Culpados

   O DESPEJO de favelados – tão comum neste Brasil de tantas favelas – é uma operação naturalmente traumática, realizada quase sempre em meio a um verdadeiro cenário de guerra. E o cenário é sempre o mesmo: de um lado, a polícia com as suas armas poderosas, os seus cassetetes e cães; de outro, os moradores, entre eles mulheres, crianças e velhos, correndo de um lado para o outro, resistindo inutilmente, entre o choro, as lágrimas e o sangue.

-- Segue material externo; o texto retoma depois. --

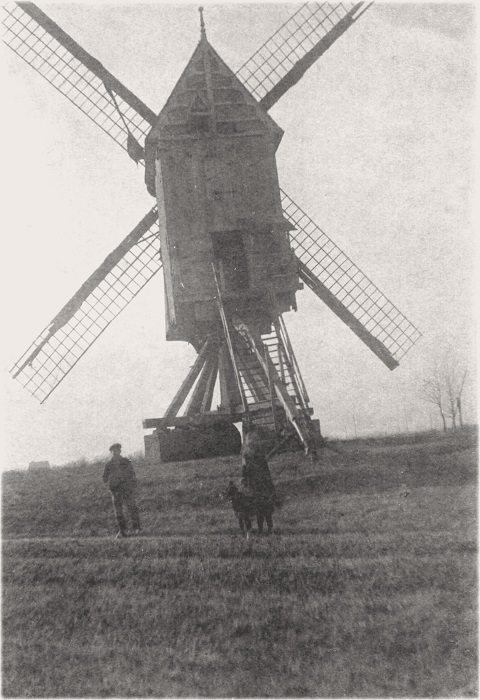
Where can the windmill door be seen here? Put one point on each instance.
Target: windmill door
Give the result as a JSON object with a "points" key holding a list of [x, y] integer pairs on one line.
{"points": [[230, 260]]}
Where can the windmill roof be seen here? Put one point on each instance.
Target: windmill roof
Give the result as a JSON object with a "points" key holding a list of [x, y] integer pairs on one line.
{"points": [[209, 89]]}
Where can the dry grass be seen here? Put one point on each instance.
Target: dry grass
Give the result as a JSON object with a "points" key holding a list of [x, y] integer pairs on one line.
{"points": [[367, 589]]}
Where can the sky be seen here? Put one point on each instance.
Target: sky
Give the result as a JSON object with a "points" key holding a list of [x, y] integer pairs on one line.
{"points": [[378, 149]]}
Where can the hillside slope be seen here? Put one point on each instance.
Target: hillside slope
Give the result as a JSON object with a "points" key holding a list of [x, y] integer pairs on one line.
{"points": [[368, 587]]}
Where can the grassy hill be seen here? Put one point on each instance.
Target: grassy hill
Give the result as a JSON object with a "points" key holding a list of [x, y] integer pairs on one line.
{"points": [[367, 588]]}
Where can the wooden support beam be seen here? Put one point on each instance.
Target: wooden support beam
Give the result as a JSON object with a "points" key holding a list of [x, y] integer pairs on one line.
{"points": [[196, 400], [187, 384], [209, 387], [229, 394], [293, 414]]}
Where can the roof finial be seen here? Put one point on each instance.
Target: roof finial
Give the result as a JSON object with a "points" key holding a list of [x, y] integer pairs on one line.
{"points": [[203, 33]]}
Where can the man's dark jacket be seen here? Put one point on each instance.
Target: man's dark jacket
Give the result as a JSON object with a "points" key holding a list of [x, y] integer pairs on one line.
{"points": [[120, 475]]}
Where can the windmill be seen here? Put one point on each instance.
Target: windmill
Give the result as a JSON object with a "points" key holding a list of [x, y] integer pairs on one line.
{"points": [[235, 248]]}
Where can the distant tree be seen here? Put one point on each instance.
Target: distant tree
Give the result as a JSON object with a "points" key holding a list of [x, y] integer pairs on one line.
{"points": [[443, 388], [433, 391]]}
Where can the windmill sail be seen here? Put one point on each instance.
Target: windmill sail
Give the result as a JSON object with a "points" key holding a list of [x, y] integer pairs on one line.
{"points": [[78, 75], [282, 60], [350, 294], [277, 65], [90, 311]]}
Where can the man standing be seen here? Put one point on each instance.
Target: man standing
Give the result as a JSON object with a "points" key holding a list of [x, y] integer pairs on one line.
{"points": [[120, 478]]}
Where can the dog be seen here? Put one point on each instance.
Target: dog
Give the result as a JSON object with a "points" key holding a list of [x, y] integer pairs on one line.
{"points": [[246, 506]]}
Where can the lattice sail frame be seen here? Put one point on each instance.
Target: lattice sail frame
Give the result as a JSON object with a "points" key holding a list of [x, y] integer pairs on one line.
{"points": [[78, 76], [61, 344], [289, 44], [350, 287], [127, 120]]}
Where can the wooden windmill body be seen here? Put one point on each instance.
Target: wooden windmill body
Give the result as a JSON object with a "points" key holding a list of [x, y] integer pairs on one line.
{"points": [[235, 248]]}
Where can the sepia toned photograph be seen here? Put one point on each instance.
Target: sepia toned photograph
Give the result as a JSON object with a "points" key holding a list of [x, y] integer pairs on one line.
{"points": [[239, 332]]}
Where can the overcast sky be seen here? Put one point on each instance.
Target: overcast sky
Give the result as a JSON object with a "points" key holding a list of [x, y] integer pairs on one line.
{"points": [[377, 149]]}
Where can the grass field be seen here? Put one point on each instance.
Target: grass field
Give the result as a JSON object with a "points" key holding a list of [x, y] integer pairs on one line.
{"points": [[367, 588]]}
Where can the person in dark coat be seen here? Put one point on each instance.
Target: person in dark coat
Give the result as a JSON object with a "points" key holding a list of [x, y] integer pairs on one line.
{"points": [[257, 479], [121, 479]]}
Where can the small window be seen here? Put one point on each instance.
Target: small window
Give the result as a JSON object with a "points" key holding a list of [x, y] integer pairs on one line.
{"points": [[199, 123], [226, 127]]}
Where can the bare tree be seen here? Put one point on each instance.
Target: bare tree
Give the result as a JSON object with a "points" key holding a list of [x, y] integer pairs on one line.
{"points": [[433, 391], [444, 387]]}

   O roteiro dessas desocupações é simples: os proprietários dos imóveis ocupados por favelas, geralmente especuladores do solo urbano que não ocuparam devidamente as suas glebas (pois são tantas), representados por seus rábulas e prebostes, solicitam ao Judiciário a ordem de reintegração na posse; o Judiciário, solícito, expede imediatamente essa ordem e cuida inclusive de requisitar a força policial para fazer cumpri-la; em seguida, vem a polícia e executa o trabalho violento de despejar os ocupantes, empregando a força necessária e a desnecessária.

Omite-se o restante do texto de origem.